Sanciones inéditas, soberanía y el desafío del nuevo ciclo político
La reciente decisión del gobierno de Estados Unidos de sancionar a tres altos funcionarios del gobierno del presidente Gabriel Boric —entre ellos el ministro de Transportes y Telecomunicaciones, Juan Carlos Muñoz— marca un punto de inflexión en la política exterior chilena de las últimas décadas. La medida, comunicada por el secretario de Estado Marco Rubio, implica la revocación de visas para ingresar a Estados Unidos, extensible incluso a sus familias.
No se trata de un gesto administrativo menor. Es una señal política de alto voltaje.
El argumento esgrimido desde Washington apunta a la tramitación de un proyecto de cable submarino entre Chile y China, aún en etapa preliminar. Para Estados Unidos, esa iniciativa constituiría una amenaza estratégica en el contexto de su disputa tecnológica y geopolítica con Beijing. La decisión contrasta con el respaldo estadounidense al proyecto ya avanzado de cable transpacífico con capitales norteamericanos, que conectará Sudamérica con Asia vía Sídney, fortaleciendo el flujo de datos entre continentes.
Lo que está en juego, sin embargo, trasciende la infraestructura digital. Se trata de una señal directa a un gobierno en ejercicio y, por extensión, a un país soberano respecto de sus decisiones comerciales y estratégicas.
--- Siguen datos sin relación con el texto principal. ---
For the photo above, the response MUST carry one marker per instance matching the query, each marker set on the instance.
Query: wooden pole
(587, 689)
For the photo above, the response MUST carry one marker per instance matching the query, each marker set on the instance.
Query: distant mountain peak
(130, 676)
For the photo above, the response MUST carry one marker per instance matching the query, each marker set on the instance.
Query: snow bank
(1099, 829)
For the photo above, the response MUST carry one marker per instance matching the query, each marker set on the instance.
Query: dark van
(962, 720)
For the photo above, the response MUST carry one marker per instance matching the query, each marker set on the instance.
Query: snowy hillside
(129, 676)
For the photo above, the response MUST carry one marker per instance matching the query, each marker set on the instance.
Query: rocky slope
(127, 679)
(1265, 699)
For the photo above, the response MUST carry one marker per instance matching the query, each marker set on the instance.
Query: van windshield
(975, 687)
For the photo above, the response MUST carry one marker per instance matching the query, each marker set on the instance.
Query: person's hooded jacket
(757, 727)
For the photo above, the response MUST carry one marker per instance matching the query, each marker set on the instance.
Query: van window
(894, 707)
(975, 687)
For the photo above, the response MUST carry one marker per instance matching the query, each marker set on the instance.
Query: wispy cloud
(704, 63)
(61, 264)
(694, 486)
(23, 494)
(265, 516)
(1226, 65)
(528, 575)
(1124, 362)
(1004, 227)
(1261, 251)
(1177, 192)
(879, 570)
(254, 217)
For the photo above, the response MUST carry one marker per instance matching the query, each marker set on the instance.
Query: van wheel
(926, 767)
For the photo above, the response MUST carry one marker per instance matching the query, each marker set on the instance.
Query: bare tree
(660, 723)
Multilateralismo bajo presión
Durante más de treinta años, Chile construyó un modelo de inserción internacional basado en dos pilares: multilateralismo y libre comercio. La política exterior de la transición y los gobiernos posteriores se enfocó en ampliar tratados, diversificar socios y reducir barreras arancelarias, integrando al país a múltiples bloques económicos sin quedar atrapado en un solo eje de poder.
Ese modelo permitió estabilidad, atracción de inversiones y crecimiento sostenido. Chile apostó por reglas, instituciones y acuerdos, no por alineamientos automáticos.
La sanción estadounidense introduce una variable distinta: la lógica de la presión unilateral. Más que un desacuerdo técnico, es una advertencia geopolítica. Y el mensaje parece claro: ciertas decisiones estratégicas en América Latina deben considerar los límites que impone la competencia entre Washington y Beijing.
En diversos medios internacionales y entre líderes latinoamericanos, la medida ha sido leída como un precedente inquietante. No solo por su carácter inédito respecto de Chile, sino porque instala la posibilidad de que instrumentos administrativos —como las visas— se transformen en herramientas de coerción política.
El dilema del nuevo gobierno
La pregunta clave ahora no es solo cómo responde el actual gobierno, sino cuál será la estrategia del presidente electo José Antonio Kast frente a este escenario.
Hasta ahora, las primeras reacciones desde su entorno han sido cautelosas. Parte de su bloque ha tendido a leer el episodio en clave doméstica, atribuyendo responsabilidades al manejo político del presidente Boric. Sin embargo, el problema de fondo excede la contingencia interna.
Chile enfrenta un dilema estructural: cómo sostener una política comercial abierta y diversificada en un mundo crecientemente fragmentado por la rivalidad entre grandes potencias.
Si el país opta por alinearse plenamente con Washington, podría limitar su margen de maniobra en Asia, hoy su principal mercado. Si intenta mantener autonomía estratégica, deberá prepararse para presiones similares a las ya vistas.
El verdadero desafío no es retórico, sino estratégico. ¿Qué instrumentos diplomáticos, jurídicos y comerciales utilizará Chile para defender su soberanía económica? ¿Cómo fortalecerá alianzas regionales y multilaterales para evitar quedar aislado frente a decisiones unilaterales?
Más allá de la coyuntura
En el corto plazo, la discusión pública puede centrarse en responsabilidades políticas o declaraciones pasadas. Pero en el mediano y largo plazo, el impacto podría ser mayor.
Un comercio internacional condicionado por intereses geopolíticos —y no por reglas multilaterales— amenaza directamente el modelo de desarrollo chileno. Las inversiones privadas, los tratados vigentes y la credibilidad internacional dependen de la previsibilidad del sistema global.
Si esa previsibilidad se erosiona, los efectos económicos pueden ser más profundos que cualquier déficit fiscal coyuntural.
Paradójicamente, la primera gran prueba internacional del nuevo ciclo político chileno podría no estar en la seguridad interna ni en el crecimiento económico, sino en la capacidad del país para defender su autonomía estratégica en un mundo donde las grandes potencias han vuelto a hablar el lenguaje de la presión.
La pregunta que queda abierta es si Chile responderá como “patio trasero” o como actor soberano con voz propia en el escenario global.